Published/Copyright: October 15, 2024
at - Automatisierungstechnik
From the journal at - Automatisierungstechnik Volume 73 Issue 1

Zusammenfassung

Die Qualitätssicherung ist ein überaus zentrales Thema in der Fertigungsindustrie, da sie unmittelbar mit der Produktqualität und der Kundenzufriedenheit zusammenhängt. Fortschritte in Algorithmen und modernen Kommunikationstechnologien im Kontext von Industrie 4.0 haben dazu beigetragen, dass traditionelle Fertigungsindustrien Deep-Learning-Modelle zur Kontrolle der Produktionsqualität einsetzen. Allerdings stellen industrielle Anwendungen hohe Anforderungen an die Effizienz von Algorithmen. Zudem fehlen in praktischen Anwendungen häufig umfangreiche, gelabelte Daten für das Training von Deep-Learning-Modellen. Um diesen Herausforderungen zu begegnen, haben wir in diesem Artikel ein auf maschinellem Lernen basierendes Modell zur Qualitätserkennung entwickelt. Unser Modell nutzt eine effizientere Hesse-Matrix-Erkennungsmethode, um direkt die lokalen Maxima im Skalenraum des Eingangsbildes zu identifizieren, ohne zahlreiche Gauss-Differenzbilder berechnen zu müssen. Darüber hinaus wenden wir Methoden der Bildverarbeitung an, um die Trainingsdaten zu erweitern, sodass das Modell auch bei geringen Trainingsdatenmengen eine hohe Genauigkeit erreicht. Unsere experimentellen Ergebnisse zeigen, dass das vorgeschlagene Modell die höchste Genauigkeit und Effizienz im Vergleich zu gängigen Methoden aufweist. Abschließend haben wir in diesem Artikel auch eine benutzerfreundliche Schnittstelle für unser Modell erstellt und dieses in das elektronische Kanban der Werkstatt integriert. Unsere empirischen Studien haben ergeben, dass die entwickelten Systeme in der industriellen Praxis anwendbar sind und die Fehlerquote senken sowie die Produktqualität erhöhen können.

Abstract

Quality assurance is a central topic in the manufacturing industry as it directly relates to product quality and customer satisfaction. Advances in algorithms and modern communication technologies in the context of Industry 4.0 have contributed to traditional manufacturing industries utilizing deep learning models for quality control. However, industrial applications impose high demands on the efficiency of algorithms. Furthermore, practical applications often lack extensive, labeled data for the training of deep-learning models. To counter these challenges, we have developed a machine-learning-based quality detection model in this article. Our model uses a more efficient Hesse matrix detection method, to directly identify the local maxima in the scale space of the input image, without having to compute numerous Gauss difference images. Besides, we apply image processing methods to enhance the training data, so that the model achieves high accuracy even with small amounts of training data. Our experimental results show that the proposed model provides the highest accuracy and efficiency compared to other methods. At last, we have also created a user-friendly interface for our model in this article and integrated it into the electronic Kanban of the workshop. Our empirical studies have shown that the developed systems can be applied in industrial practice and can reduce the error rate and improve product quality.

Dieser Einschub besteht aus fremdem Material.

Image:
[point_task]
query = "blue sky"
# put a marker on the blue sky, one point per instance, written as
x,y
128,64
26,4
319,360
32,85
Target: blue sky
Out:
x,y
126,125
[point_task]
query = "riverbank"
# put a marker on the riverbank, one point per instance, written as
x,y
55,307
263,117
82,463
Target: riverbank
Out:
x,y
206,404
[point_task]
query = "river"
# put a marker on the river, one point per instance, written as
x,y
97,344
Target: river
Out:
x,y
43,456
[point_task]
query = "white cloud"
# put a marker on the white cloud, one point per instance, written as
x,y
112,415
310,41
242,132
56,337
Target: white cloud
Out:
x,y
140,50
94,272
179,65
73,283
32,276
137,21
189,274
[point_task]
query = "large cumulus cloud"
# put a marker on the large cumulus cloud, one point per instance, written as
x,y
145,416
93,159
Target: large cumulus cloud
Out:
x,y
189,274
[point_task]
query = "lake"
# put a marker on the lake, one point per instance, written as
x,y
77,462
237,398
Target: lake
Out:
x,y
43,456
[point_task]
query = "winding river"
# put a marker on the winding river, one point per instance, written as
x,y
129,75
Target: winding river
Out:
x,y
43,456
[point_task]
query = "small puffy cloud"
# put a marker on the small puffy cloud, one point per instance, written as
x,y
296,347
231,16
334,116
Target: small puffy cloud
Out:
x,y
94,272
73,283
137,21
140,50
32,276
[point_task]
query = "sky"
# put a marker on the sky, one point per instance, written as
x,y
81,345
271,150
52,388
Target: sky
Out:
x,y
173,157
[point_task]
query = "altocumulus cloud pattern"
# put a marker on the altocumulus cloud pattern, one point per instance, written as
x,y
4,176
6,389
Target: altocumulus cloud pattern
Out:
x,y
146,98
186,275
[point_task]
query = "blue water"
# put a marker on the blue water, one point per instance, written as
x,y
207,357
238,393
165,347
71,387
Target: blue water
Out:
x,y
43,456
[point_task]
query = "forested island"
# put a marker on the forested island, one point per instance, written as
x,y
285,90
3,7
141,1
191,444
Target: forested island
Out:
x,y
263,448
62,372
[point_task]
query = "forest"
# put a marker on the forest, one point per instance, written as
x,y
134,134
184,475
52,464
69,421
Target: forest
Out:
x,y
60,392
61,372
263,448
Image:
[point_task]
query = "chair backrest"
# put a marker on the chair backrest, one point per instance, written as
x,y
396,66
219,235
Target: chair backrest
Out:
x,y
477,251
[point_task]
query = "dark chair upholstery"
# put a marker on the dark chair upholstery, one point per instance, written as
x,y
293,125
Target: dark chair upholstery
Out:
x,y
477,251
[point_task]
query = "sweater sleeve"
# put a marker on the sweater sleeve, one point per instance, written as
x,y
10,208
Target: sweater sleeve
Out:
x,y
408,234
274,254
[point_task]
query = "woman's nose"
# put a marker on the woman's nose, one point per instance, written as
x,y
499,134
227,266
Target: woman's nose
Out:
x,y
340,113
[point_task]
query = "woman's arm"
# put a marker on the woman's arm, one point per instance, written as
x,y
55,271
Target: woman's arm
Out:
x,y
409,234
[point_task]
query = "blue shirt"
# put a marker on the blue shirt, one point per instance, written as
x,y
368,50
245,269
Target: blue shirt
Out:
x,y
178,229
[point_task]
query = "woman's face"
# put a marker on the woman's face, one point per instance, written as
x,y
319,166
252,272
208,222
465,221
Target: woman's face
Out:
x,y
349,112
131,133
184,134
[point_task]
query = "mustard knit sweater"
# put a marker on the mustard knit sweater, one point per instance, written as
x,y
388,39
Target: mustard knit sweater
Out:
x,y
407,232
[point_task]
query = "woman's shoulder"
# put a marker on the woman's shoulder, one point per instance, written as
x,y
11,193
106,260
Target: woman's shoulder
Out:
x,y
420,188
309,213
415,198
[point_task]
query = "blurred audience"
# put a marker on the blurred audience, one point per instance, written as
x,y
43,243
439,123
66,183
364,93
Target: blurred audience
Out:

Schlüsselwörter: Qualitätskontrolle; Maschinelles Lernen; Hesse-Matrix; Bildverarbeitung; Produktionsqualität
Keywords: quality control; machine learning; Hessian matrix; image processing; production quality
Corresponding author: Peng Jieyang, Department of Electronic Engineering, Tsinghua University, Beijing 100084, P.R. China; and Institut für Informationsmanagement im Ingenieurwesen (IMI), Karlsruhe Institute of Technology, 76133 Karlsruhe, Germany, E-mail: 

Über die Autoren

Peng Jieyang

Jieyang Peng holds a Ph.D. from Tongji University and is currently a Research Assistant at KIT. His research focuses on Smart Manufacturing and the visualization of Industrial Big Data.

Wang Dongkun

Dongkun Wang, a graduate with a Master's degree in Mechanical Engineering from the University of Stuttgart. He is currently pursuing his Ph.D. in the Department of Electronics Engineering at Tsinghua University. His research interests lie in Intelligent Transportation Systems and Data Mining.

Andreas Kimmig

Andreas Kimmig is a Master's graduate from Karlsruhe Institute of Technology (KIT), currently serves as a Research Assistant and Ph.D. candidate at KIT. His research focuses on Industrial Big Data and Industry 4.0.

Bin Zhang

Dr. Bin Zhang is currently a Senior Engineer at Siemens Research, specializing in the fields of Industry 4.0 and Digital Manufacturing.

Armin Roux

Dr. Armin Roux is an industrial expert at Siemens in Germany, specializing in intelligent fault diagnosis for equipment and Industrial Big Data.

Jivka Ovtcharova

Prof. Jivka Ovtcharova serves as the Director of the Institute for Applied Informatics and Formal Description Methods (IMI) at Karlsruhe Institute of Technology (KIT). Holding dual Ph.D. degrees in Computer Science and Mechanical Engineering, her research interests encompass Digital Twins, Industry 4.0, and Digital Manufacturing.

Acknowledgment

Die Forschung wird teilweise durch das National Key R&D Program of China – Construction, Reference Implementation and Verification Platform of Reconfigurable Intelligent Production System (Grant No.2017YFE0101400) unterstützt. Diese Arbeit wurde auch durch das vom EU-Programm H2020 finanzierte Projekt ”DRIMPAC – Unified DR interoperability framework enabling market participation of active energy consumers” unterstützt. (Grant No. 786559).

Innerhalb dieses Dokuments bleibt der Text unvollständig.